美人さんがくすくす笑いながらおっしゃた。

「 では私もこの場所には気付かない方がよかったのかな。客が増えてしまったね」 

私は慌てて言った。

「 まあ、そんな意地悪おっしゃらないでください。お客様がいらして下さって私が嬉しいのはご覧になっておわかりでしょう?」 

「お客様って私のこと?」 

「 当たり前です!どうして今他のお客様の話をするんですか!」 

美人さんはいたずらっ子のお顔のまま面白そうにしていらっしゃったので、頬をふくらませて抗議した。    

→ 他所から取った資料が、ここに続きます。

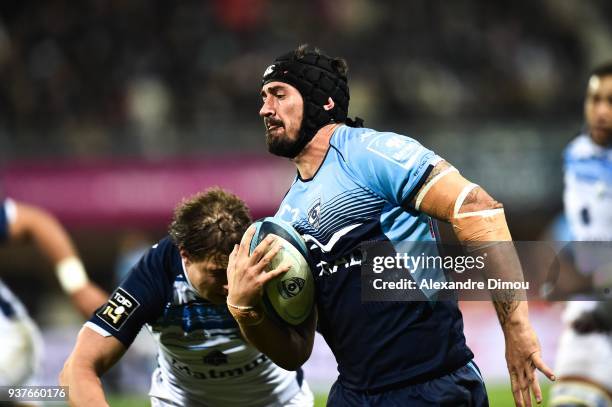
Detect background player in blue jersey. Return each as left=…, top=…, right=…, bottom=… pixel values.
left=551, top=62, right=612, bottom=406
left=228, top=46, right=554, bottom=406
left=0, top=199, right=107, bottom=386
left=60, top=189, right=314, bottom=407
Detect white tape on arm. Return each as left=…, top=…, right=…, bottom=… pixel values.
left=55, top=257, right=89, bottom=294
left=453, top=184, right=478, bottom=218
left=414, top=167, right=459, bottom=211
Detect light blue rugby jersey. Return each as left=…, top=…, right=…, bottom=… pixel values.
left=276, top=126, right=473, bottom=390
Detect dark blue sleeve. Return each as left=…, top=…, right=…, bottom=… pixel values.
left=89, top=238, right=180, bottom=347
left=0, top=201, right=8, bottom=243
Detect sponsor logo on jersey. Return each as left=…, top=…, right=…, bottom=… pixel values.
left=308, top=199, right=321, bottom=229
left=96, top=287, right=140, bottom=331
left=263, top=64, right=275, bottom=78
left=203, top=350, right=228, bottom=366
left=278, top=277, right=306, bottom=299
left=171, top=353, right=268, bottom=380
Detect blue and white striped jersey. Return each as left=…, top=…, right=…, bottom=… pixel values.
left=563, top=134, right=612, bottom=241
left=86, top=238, right=302, bottom=406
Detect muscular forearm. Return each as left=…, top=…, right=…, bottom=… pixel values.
left=12, top=204, right=77, bottom=264
left=478, top=241, right=528, bottom=332
left=60, top=360, right=108, bottom=407
left=70, top=281, right=108, bottom=318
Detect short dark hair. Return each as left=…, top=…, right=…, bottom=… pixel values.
left=589, top=61, right=612, bottom=78
left=169, top=188, right=253, bottom=261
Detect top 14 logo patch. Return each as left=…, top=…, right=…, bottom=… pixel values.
left=308, top=199, right=321, bottom=229
left=96, top=287, right=140, bottom=331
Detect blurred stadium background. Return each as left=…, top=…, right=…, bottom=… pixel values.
left=0, top=0, right=612, bottom=406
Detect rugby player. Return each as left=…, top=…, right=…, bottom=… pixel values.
left=228, top=46, right=554, bottom=406
left=550, top=62, right=612, bottom=407
left=60, top=188, right=314, bottom=406
left=0, top=199, right=107, bottom=386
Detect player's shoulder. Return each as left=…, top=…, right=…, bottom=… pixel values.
left=138, top=236, right=182, bottom=278
left=563, top=133, right=600, bottom=161
left=330, top=126, right=429, bottom=167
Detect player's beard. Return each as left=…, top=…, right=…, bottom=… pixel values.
left=264, top=121, right=302, bottom=158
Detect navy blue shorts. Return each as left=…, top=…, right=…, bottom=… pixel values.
left=327, top=362, right=489, bottom=407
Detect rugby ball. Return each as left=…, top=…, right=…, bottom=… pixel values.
left=249, top=218, right=314, bottom=325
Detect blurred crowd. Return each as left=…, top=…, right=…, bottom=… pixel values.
left=0, top=0, right=612, bottom=161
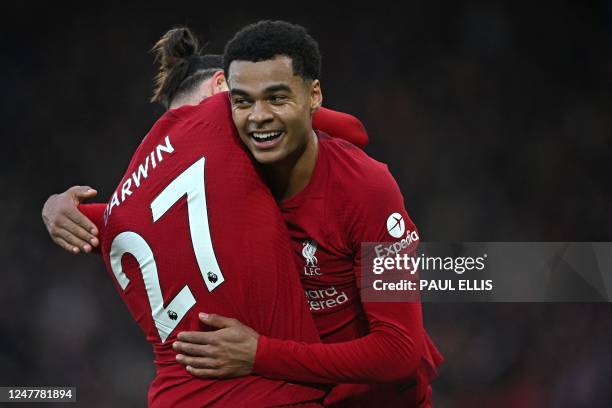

しばらく私を見て笑っていらした美人さんは、ごめん、と謝まられてから話を戻された。  

「 では人通りが少ないのに何故ここに?」

「 ええとそれは、父が本店の遠くにお住まいのお得意様方のために、こちら側に落ち着いた水茶屋を建てたかったんです。自宅のご近所さんにもお得意様が多いので。採算はどうでも良かったんでしょうね。一見さんが少なかったら給仕も私だけですむし。それに、父があちらのお寺の御住職と親しいので地代がただ同然なんです」

その代わり、うちは売れずに残る商品を古くなる前にお寺に持って行くことにしている。

貧しい子供達に配ったり、無縁仏さん達のお供えになったり、お寺の方達のおやつになったり、毎日重宝されているようだ。

「 なるほど。ご主人の善意の茶屋なんだね」

「 お得意さまだけへの善意ですね。まあ父はもともと商売気がない人間ですから。本店の方は父に潰されないように母が目を光らせてますけど」

美人さんがあははと楽しげに笑われた。

薄暗い空につられて何とはなしに沈んでいた気分も、美人さんの訪れでうきうきと晴れてくる。

雨音で遮断された茶屋の小さな空間は、穏やかで明るい美人さんが作り出す空気のおかげで、それまで感じたことが無いほどに心地良かった。